98 Anleitungen · Aktualisiert am 2. Mai 2026 · Durchschnittlich 4 Min pro Beitrag · Redaktion: Nelly · Beauty & Style Director
Redaktioneller, kein medizinischer Rat. Dies sind allgemeine Ratschläge zur Körperreinigung von unseren Redakteuren, keine Diagnose oder Behandlungsempfehlung. Wenn Sie ein Hautproblem haben, sprechen Sie mit einem zugelassenen Dermatologen oder Arzt.
Der Säureschutzmantel – eine Beschreibung in einfacher Sprache
Der Säureschutzmantel ist ein dünner Film auf der Hautoberfläche, der aus Talg, Schweiß und natürlichen Feuchthaltefaktoren besteht. Er liegt bei den meisten Körperhäuten bei einem leicht sauren pH-Wert – etwa 4,5 bis 5,5. Diese milde Säure unterstützt die Umgebung, die die natürlichen Mikroorganismen der Haut bevorzugen. Wenn ein stark alkalischer Reiniger diesen Film wiederholt stört, kann es Stunden dauern, bis er sich wiederhergestellt hat, und die Haut signalisiert die Störung oft durch Spannungsgefühle oder eine raue, klebrige Oberflächentextur.

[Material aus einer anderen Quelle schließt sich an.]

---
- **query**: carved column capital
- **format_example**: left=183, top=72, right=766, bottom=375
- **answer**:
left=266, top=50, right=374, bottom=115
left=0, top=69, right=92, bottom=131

pH-Referenz – Reinigerbereiche
- 4,5–5,5: Am nächsten an der natürlichen Hautoberfläche. Normalerweise angenehm für die meisten Körperhäute.
- 5,5–7: Leicht bis neutral. Die meisten Hauttypen vertragen dies gut.
- 7–9: Alkalischer Bereich. Der Oberflächenfilm benötigt oft einige Stunden, um sich wiederherzustellen.
- 9+: Stark alkalisch. Deutliche Spannungsgefühle auf den meisten Körperhäuten.